Payne escribió su hipótesis y la presentó como su tesis doctoral en Radcliffe College (ahora parte de Harvard). Sin embargo, ésta fue rechazada por los expertos y Payne la abandonó, en contra de su mejor juicio. La ciencia, sin embargo, tiene la capacidad de corregirse a sí misma frente a los prejuicios, sesgos y torpezas de los humanos porque está basada en evidencia. En algún momento las evidencias pueden ser pobres y nos pueden llevar a conclusiones equivocadas, pero conforme seguimos intentando y cuestionando, éstas van mejorando y van pintando una imagen más clara. Años más tarde, los resultados de Payne fueron confirmados de forma independiente por Henry Noris Russell y su tesis—la que había sido descartada—fue reivindicada y elevada a una de las más importantes en la historia de la astronomía moderna.

¿Por qué esta historia no es más conocida? Muy probablemente por el sexismo de la época, y también de la nuestra. Cuando alguien pregunta por algún personaje científico importante, los primeros nombres invariablemente son los de Isaac Newton, Galileo Galilei, Nicolás Copérnico, Albert Einstein o Stephen Hawking.

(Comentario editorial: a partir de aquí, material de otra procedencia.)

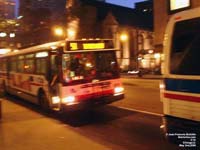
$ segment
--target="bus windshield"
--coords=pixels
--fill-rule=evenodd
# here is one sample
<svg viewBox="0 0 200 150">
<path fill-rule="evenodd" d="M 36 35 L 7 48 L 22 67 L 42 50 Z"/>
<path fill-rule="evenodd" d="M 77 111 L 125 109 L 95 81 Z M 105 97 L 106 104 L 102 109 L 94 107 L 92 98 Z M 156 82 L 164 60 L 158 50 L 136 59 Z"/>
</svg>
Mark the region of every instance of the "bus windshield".
<svg viewBox="0 0 200 150">
<path fill-rule="evenodd" d="M 172 43 L 170 72 L 200 75 L 200 18 L 177 22 Z"/>
<path fill-rule="evenodd" d="M 91 82 L 119 77 L 115 51 L 63 54 L 62 72 L 65 83 Z"/>
</svg>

A pesar de ser la única persona en haber ganado dos premios Nóbel en dos disciplinas científicas diferentes—física y química—rara vez se escucha el nombre de Marie Curie en esa lista. Tampoco se escucha sobre el importantísimo papel de Rosalind Franklin en el descubrimiento de la estructura del ADN. Menos aun sobre el caso de Jocelyn Bell Burnell, quien descubrió los púlsares mientras estudiaba su posgrado en Cambridge, trabajo que le valió el premio Nóbel a Anthony Hewish y Martin Ryle, pero del cuál Bell fue excluida a pesar de haber sido quien realizó las observaciones. Esto es una desgracia histórica y tiene que cambiar.

Regresando a las otras estrellas: Ahora sabemos más del cielo que cualquiera de nuestros ancestros, pero muchos hemos perdido esa conexión especial que ellos sí tenían. Programas como Cosmos nos ayudan a recuperarla, y eso es algo que debemos valorar. Apaguemos las luces de vez en cuando, busquemos esos cielos oscuros, observemos atentamente y volvamos a conectarnos con el Cosmos.

Oscar G. Pineda

Oscar es un mamífero bípedo, de la especie Homo sapiens. Disfruta observando extrañas y repetitivas manchas en pedazos de papel, y oyendo a personas de acento raro hablar de peces con patas saliendo del mar; usando palabras raras como ‘qualia’ o números con muchos, muchos ceros. Tuvo la loca idea de dedicar su vida a hacer lo que le gusta, así que ahora está estudiando filosofía en la universidad y ciencia en su tiempo libre. Así se siente a gusto, cuestionando todo; hasta lo que “no se debe cuestionar”. Ah, y odia escribir sobre él mismo en tercera persona.